Ni biopic ni hagiographie
J'entends déjà des esprits chagrins dénoncer des « manques » ou s'offusquer de l’omniprésence à l'écran de Margarethe von Trotta (il n'y aura pas de voix off) . Or la réalisatrice allemande a été invitée par la Fondation Ingmar Bergman à "livrer un regard personnel qui réinvente la vision que l’on peut avoir sur les travaux du réalisateur" (décédé en 2007) Et c’est bien d’une recherche qu’il s’agit et du rapport qu’elle entretient avec l’oeuvre du cinéaste suédois. (cinéaste qu’elle avait bien connu à Munich à l’époque où suite à des démêlés avec le fisc il avait dû fuir la Suède).
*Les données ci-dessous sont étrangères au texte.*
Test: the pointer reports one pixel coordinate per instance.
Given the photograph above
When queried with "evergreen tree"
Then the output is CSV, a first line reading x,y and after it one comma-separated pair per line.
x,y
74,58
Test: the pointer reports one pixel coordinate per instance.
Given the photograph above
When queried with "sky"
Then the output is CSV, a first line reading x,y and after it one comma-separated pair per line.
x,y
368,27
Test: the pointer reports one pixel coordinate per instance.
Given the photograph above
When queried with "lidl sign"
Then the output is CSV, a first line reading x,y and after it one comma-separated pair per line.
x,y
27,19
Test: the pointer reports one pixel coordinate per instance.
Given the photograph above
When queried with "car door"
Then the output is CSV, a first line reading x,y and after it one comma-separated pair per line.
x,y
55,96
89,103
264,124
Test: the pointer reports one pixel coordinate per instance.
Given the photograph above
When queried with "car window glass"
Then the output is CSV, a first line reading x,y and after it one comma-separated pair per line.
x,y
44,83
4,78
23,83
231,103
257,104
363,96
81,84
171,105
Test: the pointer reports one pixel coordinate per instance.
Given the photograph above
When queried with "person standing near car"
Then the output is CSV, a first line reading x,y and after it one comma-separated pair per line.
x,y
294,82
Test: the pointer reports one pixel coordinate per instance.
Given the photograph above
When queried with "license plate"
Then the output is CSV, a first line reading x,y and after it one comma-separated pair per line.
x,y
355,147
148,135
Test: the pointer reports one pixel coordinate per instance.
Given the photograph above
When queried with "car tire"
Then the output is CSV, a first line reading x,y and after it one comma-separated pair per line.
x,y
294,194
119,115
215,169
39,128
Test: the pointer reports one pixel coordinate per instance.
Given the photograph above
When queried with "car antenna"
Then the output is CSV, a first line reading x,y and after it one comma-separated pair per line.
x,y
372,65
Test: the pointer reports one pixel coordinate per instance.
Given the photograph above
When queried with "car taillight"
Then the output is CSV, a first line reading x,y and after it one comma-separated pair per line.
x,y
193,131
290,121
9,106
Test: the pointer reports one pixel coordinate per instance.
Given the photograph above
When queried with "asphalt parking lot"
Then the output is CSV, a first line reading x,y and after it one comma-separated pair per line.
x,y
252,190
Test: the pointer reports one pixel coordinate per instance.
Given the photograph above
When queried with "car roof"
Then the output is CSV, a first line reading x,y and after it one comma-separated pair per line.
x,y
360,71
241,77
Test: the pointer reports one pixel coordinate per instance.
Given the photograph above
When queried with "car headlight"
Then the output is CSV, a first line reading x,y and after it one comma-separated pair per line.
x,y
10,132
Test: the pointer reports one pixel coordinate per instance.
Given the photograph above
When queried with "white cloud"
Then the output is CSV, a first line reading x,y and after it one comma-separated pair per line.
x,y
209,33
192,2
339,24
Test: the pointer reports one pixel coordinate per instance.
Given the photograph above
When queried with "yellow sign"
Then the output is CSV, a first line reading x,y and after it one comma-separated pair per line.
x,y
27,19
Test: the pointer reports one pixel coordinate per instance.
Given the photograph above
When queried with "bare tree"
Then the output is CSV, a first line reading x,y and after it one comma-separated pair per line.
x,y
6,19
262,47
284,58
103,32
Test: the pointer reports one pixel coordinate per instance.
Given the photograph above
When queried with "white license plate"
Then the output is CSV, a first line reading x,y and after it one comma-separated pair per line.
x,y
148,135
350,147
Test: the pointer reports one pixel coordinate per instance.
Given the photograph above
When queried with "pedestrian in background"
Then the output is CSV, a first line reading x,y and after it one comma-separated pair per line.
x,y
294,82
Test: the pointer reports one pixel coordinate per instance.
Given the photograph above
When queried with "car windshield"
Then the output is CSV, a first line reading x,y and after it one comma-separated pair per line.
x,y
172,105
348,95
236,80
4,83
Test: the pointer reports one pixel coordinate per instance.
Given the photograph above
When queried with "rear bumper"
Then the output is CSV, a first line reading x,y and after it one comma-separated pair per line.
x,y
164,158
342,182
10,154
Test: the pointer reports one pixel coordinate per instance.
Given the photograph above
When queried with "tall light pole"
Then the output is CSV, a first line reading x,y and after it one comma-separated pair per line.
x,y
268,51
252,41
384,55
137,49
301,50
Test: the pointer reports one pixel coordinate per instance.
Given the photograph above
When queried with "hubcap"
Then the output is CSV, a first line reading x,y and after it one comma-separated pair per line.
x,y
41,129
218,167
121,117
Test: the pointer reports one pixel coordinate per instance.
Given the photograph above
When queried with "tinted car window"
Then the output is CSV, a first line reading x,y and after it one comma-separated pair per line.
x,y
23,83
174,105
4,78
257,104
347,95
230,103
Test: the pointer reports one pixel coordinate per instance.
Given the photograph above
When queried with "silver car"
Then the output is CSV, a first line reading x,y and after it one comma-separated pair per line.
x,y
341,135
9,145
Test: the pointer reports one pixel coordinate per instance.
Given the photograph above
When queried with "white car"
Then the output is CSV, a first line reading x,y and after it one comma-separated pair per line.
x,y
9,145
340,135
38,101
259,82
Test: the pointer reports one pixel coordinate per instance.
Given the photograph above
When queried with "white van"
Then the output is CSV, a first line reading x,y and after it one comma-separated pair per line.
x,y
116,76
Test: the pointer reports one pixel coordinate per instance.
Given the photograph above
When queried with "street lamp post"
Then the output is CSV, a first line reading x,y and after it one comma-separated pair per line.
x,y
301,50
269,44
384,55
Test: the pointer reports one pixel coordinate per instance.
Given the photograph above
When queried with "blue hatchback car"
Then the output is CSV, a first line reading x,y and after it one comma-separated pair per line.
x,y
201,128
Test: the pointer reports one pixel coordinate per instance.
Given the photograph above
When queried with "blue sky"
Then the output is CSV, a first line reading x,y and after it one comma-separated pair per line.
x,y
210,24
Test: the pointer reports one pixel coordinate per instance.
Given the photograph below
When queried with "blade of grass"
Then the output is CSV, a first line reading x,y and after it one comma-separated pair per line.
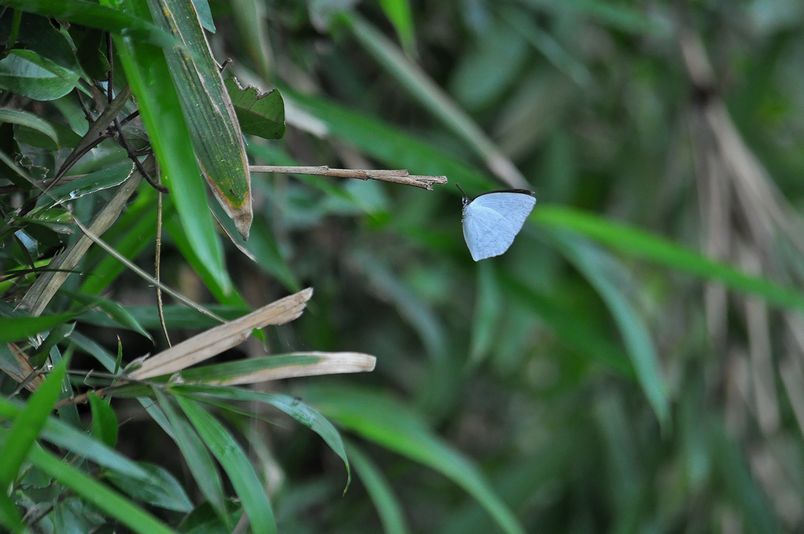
x,y
28,424
598,270
104,498
234,461
380,492
210,116
19,328
291,406
199,461
160,109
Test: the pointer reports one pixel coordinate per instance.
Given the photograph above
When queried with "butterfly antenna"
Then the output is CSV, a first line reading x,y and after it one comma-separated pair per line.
x,y
465,197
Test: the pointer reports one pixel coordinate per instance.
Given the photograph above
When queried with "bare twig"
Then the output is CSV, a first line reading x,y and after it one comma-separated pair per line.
x,y
47,284
400,176
157,268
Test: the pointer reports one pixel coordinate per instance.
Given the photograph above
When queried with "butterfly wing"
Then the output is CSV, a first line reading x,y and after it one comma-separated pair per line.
x,y
492,221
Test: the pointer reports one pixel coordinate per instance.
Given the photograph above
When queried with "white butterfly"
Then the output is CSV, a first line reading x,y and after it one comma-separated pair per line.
x,y
492,220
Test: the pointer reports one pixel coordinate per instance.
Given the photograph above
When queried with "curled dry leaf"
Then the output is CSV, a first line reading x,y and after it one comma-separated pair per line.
x,y
279,366
216,340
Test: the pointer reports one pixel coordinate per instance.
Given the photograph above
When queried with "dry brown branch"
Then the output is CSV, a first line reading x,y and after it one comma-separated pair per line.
x,y
400,176
47,284
220,338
Un questionnement aussi sur son héritage dans le cinéma d’aujourd’hui
Voici un paysage marin que dévorent falaises et rochers ; Margarethe von Trotta se promène et nous guide en commentant tous les plans qui « ouvrent » le "Septième sceau". C'est à Paris qu'elle a vu ce film - sorti en 1957, et ce fut comme une Révélation ; elle sera cinéaste alors que rien ne la prédisposait à l’être ….
Et la voici qui "musarde" elle erre dans les rues enneigées de Paris (prologue), sur la plage en Suède, en Allemagne, entre dans le restaurant préféré de Bergman: en marchant sur les "pas" de son Maître, elle arpente son passé.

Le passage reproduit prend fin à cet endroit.